Tracking down the Bandwidth Hog

This felt so good when I solved it (like a good bm) that i just had to follow it up with a blog post.

A new client of ours (Financial Services company) has a T1 line that handles their voice and data.  They mentioned that their Internet is slow.  I spoke to the ISP who told me this customer's bandwidth is maxed out.  They have 500k upload and it is being saturated.  After checking the applications that they typically use in their business I found that they have an ACT database that is hosted in the cloud.  I spoke to the technical support people for the hosted database and they told me that for the number of users this account has the most bandwidth they should be using is 190k.  Furthermore, they told me that if the browser connection to the database is closed the utilization should be zero.

With this information in hand I started to do some investigation.  This office is not too big and the people there are very cooperative and they said I could do some testing during office hours. 

One colleague suggested using a Calyptix UTM device for its bandwidth monitor.  I do use these devices but the bandwidth monitor graphic is not really useful for this study - not enough magnification (see insert).


I had recently read about the TOMATO firmware that can run on Linksys routers.  I grabbed an old Linksys router from the gadget warehouse (the newer versions don't work with Tomato) and installed the firmware.  The bandwidth monitor in the Tomato router was perfect (see insert).

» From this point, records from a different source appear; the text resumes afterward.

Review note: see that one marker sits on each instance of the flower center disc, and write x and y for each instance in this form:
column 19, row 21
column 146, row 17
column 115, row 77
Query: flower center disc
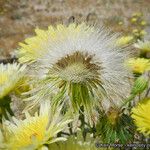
column 77, row 68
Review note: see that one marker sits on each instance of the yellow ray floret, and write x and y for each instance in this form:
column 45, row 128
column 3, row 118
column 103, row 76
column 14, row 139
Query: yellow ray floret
column 141, row 116
column 10, row 76
column 138, row 65
column 35, row 47
column 35, row 131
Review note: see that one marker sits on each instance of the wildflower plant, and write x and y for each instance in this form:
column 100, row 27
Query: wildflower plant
column 35, row 131
column 140, row 114
column 10, row 77
column 79, row 61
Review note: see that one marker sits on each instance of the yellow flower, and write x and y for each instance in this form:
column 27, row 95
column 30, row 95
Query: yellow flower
column 138, row 65
column 133, row 20
column 124, row 40
column 143, row 23
column 35, row 131
column 141, row 116
column 10, row 76
column 143, row 46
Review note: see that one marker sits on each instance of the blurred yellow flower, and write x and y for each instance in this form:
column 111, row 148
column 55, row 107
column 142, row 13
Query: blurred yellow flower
column 143, row 46
column 141, row 116
column 138, row 65
column 143, row 23
column 35, row 131
column 124, row 40
column 10, row 77
column 137, row 14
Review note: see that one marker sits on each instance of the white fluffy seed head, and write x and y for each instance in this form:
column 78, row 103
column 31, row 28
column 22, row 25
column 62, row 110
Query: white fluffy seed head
column 83, row 54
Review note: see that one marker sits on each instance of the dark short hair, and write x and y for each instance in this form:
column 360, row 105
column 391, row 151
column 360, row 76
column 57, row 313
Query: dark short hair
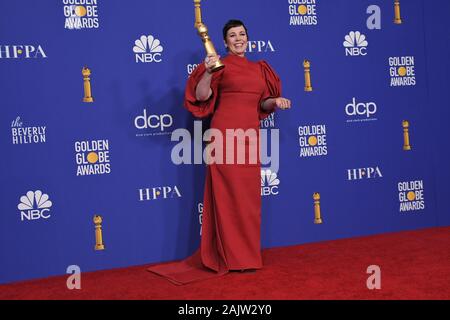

This Tomato display is from the actual problem network.  The green stuff at the bottom is download activity which was not the problem. The blue stuff averaging 700+k is the outbound problem.


Next I asked everyone to shut down their ACT web sessions.  There was no change in the activity when I did this. 

Next I disconnected a single workstation from the network.  I saw a dramatic drop in the outbound activity.  I thought I may have found the problem workstation.  HOWEVER, after I waited a short while, with that workstation still unconnected, the activity RETURNED to the high level!

I reconnected that computer and disconnected another computer.  I saw similar results.  Activity fell way off but then returned to the high level.

At this point I decided I would have to take some more disruptive action so I told the business owner I would return to do more testing when the office was closed.

Last night, after our trick or treaters waned - I went back to the office. 

I removed all the workstations from the network and then connected just one.  I saw the high level of outbound activity.  I then put to use two tools.  I used WIRESHARK to capture an interval of traffic.  I then sorted the traffic on Destination IP address and found one external IP that was the bulk of the traffic.  I next used Sysinternals TCPVIEW.  This utility enabled me to see applications/processes that were running along with what resource they were accessing.  I spotted my external IP address in the list and found that the CULPRIT was AFPW.OUTLOOK.SERVICE.EXE.  This was buried several folders deep in an Act  Web folder on the computer.  When I killed this process - VOILA - my outbound traffic utilization dropped to zero!

On Monday I will contact the ACT database people to find out if this errant process is even related to what they are doing or maybe just left over from some earlier and now unused installation.